Proxy for Kerberos?

Roland Dowdeswell elric at imrryr.org
Wed Aug 2 13:47:39 EDT 2006


On 1153768298 seconds since the Beginning of the UNIX epoch
Jiva DeVoe wrote:
>

>Tell me if this is inherently wrong-thinking...
>
>I want to access a kerberos server that is behind a firewall without  
>exposing the kerberos port to the internet.  So I want to proxy it  
>through a tunnel.  I am guessing that Kerberos may have some sort of  
>built-in preventative measures within itself to prevent spoofing or  
>something like that which would cause this not to work.  Is this  
>true?   If not, is there any reason this wouldn't work?

With Heimdal, you can use HTTP encapsulation to talk the a KDC.  This
will work via any HTTP proxy.  I've used this upon occasion to talk
from odd internet setups to my external realms.

You may run into issues with addresses in tickets.  You will have to
turn them off at the very least if you want proxying to work.

Then there's the question of what you hope to achieve with a proxy.
There is little value with providing an application layer proxy
unless the data that it passes is somehow inspected and sanitised.
Given that much of the data in Kerberos requests is encrypted---you
can't actually do this.  If you are looking to mitigate the risk
of, e.g. a buffer overflow in the ASN.1 code (the most obvious
example, probably), then you would need to analyse all of the ASN.1
in the packet---and being able to do this would mean that you would
have access to any key in the KDCs DB.  So, in effect to sanitise
the ASN.1 data completely you would necessarily have to be a KDC.

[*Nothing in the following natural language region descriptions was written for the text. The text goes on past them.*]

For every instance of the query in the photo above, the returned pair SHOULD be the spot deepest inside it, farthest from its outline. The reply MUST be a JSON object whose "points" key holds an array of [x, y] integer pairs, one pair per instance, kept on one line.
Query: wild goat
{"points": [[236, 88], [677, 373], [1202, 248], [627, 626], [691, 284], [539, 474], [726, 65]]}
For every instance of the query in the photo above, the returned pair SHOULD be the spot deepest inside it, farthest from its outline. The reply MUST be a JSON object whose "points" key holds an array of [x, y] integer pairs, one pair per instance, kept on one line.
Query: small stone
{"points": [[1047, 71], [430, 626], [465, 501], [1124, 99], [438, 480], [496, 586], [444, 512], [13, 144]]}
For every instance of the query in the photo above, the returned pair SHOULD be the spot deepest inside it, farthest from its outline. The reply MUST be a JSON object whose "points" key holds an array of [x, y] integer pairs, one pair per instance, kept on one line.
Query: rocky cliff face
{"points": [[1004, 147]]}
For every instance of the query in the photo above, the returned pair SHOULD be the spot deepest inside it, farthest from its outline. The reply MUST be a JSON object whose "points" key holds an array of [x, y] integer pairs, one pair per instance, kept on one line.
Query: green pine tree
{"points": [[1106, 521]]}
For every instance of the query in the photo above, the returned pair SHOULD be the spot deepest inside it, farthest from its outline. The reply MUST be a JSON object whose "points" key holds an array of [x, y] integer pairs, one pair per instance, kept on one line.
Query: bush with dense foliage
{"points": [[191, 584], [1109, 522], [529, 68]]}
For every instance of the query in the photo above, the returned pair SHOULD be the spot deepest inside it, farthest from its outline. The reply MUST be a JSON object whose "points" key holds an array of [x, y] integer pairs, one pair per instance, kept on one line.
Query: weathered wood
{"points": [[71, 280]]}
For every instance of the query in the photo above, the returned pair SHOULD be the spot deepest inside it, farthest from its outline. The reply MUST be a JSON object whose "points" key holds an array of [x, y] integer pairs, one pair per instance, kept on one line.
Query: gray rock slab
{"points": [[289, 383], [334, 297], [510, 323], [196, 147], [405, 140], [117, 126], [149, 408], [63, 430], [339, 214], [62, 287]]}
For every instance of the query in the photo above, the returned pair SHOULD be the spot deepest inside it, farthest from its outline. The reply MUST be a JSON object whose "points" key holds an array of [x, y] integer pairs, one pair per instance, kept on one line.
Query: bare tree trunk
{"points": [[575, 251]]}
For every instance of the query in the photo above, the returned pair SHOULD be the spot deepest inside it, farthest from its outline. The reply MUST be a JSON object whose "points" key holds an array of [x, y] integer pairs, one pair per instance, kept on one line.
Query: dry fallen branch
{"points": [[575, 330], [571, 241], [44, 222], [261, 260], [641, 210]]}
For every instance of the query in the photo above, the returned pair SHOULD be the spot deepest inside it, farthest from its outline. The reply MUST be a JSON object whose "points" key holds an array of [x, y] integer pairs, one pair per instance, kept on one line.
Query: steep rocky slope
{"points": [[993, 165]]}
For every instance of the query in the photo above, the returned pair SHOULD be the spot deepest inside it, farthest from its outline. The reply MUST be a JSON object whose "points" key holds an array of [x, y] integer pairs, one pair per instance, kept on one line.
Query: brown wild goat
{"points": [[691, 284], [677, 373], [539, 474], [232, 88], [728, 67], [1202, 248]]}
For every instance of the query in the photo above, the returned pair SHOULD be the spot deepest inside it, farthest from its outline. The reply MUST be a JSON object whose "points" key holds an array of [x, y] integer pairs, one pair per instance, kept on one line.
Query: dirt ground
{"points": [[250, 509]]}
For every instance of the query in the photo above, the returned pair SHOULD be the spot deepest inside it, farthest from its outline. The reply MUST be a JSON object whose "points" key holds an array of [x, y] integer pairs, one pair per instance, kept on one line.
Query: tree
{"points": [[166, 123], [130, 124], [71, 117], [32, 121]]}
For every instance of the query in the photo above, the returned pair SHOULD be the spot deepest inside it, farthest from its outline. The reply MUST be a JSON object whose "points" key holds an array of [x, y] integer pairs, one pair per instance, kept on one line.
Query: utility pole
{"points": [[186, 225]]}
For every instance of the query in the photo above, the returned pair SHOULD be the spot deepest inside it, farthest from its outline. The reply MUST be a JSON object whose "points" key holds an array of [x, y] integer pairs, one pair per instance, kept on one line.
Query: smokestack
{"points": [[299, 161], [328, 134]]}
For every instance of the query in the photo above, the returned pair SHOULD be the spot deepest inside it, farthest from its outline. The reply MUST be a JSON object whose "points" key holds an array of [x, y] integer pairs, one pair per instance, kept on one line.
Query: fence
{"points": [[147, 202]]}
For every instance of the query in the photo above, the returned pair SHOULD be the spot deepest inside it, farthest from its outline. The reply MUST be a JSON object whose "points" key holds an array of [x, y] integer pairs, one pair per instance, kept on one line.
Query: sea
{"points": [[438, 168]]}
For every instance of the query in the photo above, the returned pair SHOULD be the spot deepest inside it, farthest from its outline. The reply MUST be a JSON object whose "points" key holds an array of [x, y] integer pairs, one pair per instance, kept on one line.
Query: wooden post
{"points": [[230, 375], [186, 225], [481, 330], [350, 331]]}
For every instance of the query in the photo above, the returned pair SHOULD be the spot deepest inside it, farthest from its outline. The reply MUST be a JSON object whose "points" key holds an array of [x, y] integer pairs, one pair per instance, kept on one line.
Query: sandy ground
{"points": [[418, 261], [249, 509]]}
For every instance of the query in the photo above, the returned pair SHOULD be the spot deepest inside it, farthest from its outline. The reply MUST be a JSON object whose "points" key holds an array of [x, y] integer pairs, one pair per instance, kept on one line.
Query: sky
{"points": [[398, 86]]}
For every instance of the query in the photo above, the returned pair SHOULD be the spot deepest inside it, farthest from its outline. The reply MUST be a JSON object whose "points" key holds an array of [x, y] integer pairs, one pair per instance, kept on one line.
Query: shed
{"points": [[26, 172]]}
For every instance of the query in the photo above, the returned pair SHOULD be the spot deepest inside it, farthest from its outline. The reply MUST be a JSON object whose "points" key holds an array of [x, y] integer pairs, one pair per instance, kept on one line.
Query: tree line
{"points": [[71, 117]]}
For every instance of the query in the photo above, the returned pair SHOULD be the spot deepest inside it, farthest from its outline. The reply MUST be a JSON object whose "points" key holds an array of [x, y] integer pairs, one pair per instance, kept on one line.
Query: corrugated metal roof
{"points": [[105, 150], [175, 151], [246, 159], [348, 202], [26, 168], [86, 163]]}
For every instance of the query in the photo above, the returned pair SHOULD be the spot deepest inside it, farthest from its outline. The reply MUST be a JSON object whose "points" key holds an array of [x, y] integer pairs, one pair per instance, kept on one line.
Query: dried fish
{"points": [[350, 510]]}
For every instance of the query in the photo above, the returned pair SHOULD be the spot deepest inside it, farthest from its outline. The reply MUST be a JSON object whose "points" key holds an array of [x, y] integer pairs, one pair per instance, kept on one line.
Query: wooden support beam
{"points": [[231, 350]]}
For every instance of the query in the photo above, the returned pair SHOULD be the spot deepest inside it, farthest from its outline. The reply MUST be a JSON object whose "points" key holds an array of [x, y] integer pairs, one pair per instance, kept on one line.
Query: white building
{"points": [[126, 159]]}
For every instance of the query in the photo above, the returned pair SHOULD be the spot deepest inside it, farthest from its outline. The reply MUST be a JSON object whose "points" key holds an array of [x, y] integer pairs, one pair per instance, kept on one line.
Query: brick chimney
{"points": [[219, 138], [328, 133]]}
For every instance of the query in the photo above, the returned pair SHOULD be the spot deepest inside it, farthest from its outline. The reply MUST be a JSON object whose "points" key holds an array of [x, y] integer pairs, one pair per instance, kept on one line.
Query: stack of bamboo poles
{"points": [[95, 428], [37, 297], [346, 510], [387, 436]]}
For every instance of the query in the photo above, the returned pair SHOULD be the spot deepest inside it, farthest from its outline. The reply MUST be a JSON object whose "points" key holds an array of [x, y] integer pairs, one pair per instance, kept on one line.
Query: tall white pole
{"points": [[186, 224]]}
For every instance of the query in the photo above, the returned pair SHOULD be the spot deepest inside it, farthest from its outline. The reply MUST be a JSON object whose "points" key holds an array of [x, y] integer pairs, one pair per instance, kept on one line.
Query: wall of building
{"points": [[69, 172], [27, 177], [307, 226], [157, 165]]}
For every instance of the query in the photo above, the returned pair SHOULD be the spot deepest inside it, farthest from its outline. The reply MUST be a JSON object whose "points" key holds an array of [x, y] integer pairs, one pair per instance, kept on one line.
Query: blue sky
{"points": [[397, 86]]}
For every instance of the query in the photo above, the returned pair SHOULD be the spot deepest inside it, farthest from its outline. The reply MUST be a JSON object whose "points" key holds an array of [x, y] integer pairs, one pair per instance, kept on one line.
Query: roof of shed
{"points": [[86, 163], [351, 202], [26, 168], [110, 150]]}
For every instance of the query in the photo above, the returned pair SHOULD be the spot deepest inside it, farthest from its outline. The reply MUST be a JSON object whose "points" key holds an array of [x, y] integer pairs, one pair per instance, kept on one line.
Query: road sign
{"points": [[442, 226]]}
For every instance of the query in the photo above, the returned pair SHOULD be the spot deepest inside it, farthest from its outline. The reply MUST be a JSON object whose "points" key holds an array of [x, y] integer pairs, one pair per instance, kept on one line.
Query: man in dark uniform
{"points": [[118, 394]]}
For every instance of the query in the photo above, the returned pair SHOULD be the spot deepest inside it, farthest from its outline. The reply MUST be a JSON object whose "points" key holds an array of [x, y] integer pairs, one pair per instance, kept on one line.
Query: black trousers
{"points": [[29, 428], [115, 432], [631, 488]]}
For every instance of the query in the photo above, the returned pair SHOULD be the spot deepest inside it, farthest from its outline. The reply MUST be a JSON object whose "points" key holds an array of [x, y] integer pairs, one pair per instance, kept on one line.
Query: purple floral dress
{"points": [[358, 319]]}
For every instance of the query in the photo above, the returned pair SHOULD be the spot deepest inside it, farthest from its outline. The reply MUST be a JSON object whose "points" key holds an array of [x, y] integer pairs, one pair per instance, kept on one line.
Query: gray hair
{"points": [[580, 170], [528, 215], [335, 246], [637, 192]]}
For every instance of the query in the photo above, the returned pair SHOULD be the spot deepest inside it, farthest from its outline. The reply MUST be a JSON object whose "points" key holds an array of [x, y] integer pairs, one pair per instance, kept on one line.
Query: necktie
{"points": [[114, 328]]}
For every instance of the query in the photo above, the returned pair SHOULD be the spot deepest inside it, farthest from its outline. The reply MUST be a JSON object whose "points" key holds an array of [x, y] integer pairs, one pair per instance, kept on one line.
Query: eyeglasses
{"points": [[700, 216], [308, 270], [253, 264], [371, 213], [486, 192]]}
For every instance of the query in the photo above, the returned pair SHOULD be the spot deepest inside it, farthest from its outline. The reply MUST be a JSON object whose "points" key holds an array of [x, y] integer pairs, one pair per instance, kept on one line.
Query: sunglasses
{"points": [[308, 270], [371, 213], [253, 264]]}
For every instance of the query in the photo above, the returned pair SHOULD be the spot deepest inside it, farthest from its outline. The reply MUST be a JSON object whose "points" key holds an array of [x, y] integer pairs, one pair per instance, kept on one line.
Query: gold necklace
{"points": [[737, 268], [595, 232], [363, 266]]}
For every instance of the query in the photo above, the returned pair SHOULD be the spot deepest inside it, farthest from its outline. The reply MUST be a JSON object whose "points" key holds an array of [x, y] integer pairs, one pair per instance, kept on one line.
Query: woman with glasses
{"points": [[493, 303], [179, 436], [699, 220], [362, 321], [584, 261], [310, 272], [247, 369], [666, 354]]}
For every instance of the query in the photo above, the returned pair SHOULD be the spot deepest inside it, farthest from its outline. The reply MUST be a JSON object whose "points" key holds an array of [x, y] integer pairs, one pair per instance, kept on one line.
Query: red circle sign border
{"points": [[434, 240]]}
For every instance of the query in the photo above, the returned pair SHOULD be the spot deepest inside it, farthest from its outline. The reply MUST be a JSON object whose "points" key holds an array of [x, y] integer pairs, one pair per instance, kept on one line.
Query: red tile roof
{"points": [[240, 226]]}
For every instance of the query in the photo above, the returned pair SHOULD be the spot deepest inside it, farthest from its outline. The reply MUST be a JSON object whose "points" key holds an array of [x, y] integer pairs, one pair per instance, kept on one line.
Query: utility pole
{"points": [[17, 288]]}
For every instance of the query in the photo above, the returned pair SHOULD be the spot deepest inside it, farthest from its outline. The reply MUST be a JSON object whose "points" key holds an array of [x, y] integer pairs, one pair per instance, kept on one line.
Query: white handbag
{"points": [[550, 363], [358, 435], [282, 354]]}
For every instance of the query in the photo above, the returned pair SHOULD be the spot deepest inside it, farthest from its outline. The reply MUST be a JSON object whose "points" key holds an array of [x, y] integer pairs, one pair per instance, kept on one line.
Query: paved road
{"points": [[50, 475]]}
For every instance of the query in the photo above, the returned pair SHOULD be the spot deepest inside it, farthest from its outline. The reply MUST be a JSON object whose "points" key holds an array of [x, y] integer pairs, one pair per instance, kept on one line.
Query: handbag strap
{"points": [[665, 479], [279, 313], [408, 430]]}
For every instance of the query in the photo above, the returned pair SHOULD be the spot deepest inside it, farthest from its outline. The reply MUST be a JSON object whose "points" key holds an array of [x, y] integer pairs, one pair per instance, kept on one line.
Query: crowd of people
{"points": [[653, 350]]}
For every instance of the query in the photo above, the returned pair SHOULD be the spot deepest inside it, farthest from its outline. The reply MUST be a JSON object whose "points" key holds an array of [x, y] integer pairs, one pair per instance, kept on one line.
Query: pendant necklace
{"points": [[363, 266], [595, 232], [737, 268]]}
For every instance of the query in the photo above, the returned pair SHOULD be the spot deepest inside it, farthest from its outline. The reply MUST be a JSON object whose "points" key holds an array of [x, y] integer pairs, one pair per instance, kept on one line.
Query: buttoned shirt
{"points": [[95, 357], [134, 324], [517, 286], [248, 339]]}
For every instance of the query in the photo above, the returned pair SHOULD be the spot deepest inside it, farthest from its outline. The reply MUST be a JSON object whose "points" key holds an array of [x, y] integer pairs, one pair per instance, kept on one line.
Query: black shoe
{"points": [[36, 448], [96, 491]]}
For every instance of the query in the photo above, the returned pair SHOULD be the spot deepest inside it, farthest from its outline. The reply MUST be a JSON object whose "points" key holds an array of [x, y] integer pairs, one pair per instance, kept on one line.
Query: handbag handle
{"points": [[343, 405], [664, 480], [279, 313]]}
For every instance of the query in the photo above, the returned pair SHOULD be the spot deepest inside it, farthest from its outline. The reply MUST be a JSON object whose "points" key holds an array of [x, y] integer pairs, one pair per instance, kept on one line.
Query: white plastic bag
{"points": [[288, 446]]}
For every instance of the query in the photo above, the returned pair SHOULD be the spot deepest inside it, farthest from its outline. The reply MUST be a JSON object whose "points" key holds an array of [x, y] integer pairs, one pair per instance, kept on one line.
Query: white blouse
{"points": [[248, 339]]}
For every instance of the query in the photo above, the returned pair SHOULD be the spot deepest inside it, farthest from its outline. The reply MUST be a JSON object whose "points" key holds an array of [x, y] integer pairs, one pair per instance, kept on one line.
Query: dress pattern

You could OTOH provide limited sanitisation functionality---of the
unencrypted data.  If this is of sufficient value, then it might
be a good idea.  There are various pieces of external -> internal
informtion that might be interesting to modify or disallow.  E.g.
if an internal client sends an AS_REQ and the external KDC states
the single DES pre-auth is required then it might be an idea to
either disallow that or substitute a stronger enctype as an interloper
could be telling your client to basically send a very weak pre-auth
packet which could be used to gather information about your password.
It would take a bit of analysis to determine what cleartext bits
of the packet you'd like to restrict, though.